Alternatively, using YunoHost’s built-in command, we can

  • cat ~/.ssh/your-key-name.pub
  • copy the cat output to clipboard
  • login to the server using password authentication
  • sudo yunohost user ssh add-key username your-public-key-pasted-from-clipboard –> Run this script with sudo, I ran it as root and it messed with the .ssh folder and authorized_keys file’s permissions, making them belong to the root user.

Personally, I’ve found the ssh-copy-id way, way easier.

3) Enable SSH access for your user #

yunohost user permission add ssh.main username

4) Check SSH access for your user: try to log in using key #

ssh -i ~/.ssh/your-key-name username@host-domain.com

Then in another terminal window try

ssh username@host-domain.com

If the output is the same (it asks for your user’s password), your key is not being accepted, so we need to fix that.

If the output is different, everything should work and you can go to step 5 to disable basic password authentication.

Troubleshooting SSH key access #

  • On your device

Check if you are entering your private key name, not your public key (without the .pub suffix)

  • On the server

Login using your username and password, then check the ~/.ssh directory.
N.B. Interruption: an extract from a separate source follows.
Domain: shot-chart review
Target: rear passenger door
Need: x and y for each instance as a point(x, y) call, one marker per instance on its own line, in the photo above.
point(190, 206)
ssh username@host-domain.com
ls -lah ~/.ssh

This is the output you should get, with instead of username your username, of course.

drwx------  2 username username 4.0K Feb 20 12:12 .
drwxrwxr-x+ 5 username username 4.0K Feb 20 13:21 ..
-rw-r--r--  1 username username  190 Feb 20 12:30 authorized_keys

If it’s not that, we need to fix and check the permissions of files related to your SSH Keys.

ssh-copy-id automatically sets the right .ssh files and folder permissions, so if you used ssh-copy-id you should be fine.

  1. Give the ownership of ~/.ssh directory and files contained in it to your user and the group of your user

sudo chown -R your-username: ~/.ssh

To know more about permissions and the usage of chmod to change them, you can check out this informative guide by Linode or the Arch Wiki.

  1. Give the autorized_keys file 644 permissions (the current user can read and write, the group and the other users can only read the file)

chmod 644 ~/.ssh/authorized_keys

  1. Make the ~/.ssh directory is executable by your username (if a user has the executable permission on a directory, the user can enter that directory)

chmod 700 ~/.ssh

  1. Retry to access from your device. Now it should ask your SSH Key password you set up before.

ssh -i ~/.ssh/your-key-name username@host-domain.com

5) Disable SSH password authentication from YunoHost #

sudo yunohost settings set security.ssh.password_authentication -v no

YunoHost will automatically modify the /etc/ssh/sshd_conf file and restart the daemon.

6) Yay! All done! #

Now your server should be much more secure.

Bonus: Change your SSH Port to get less bruteforce attempts by bots:

# yunohost settings set security.ssh.port -v [number between 1024 and 65536]

Then add the parameter -p [number between 1024 and 65536 you chose] while connecting to your server.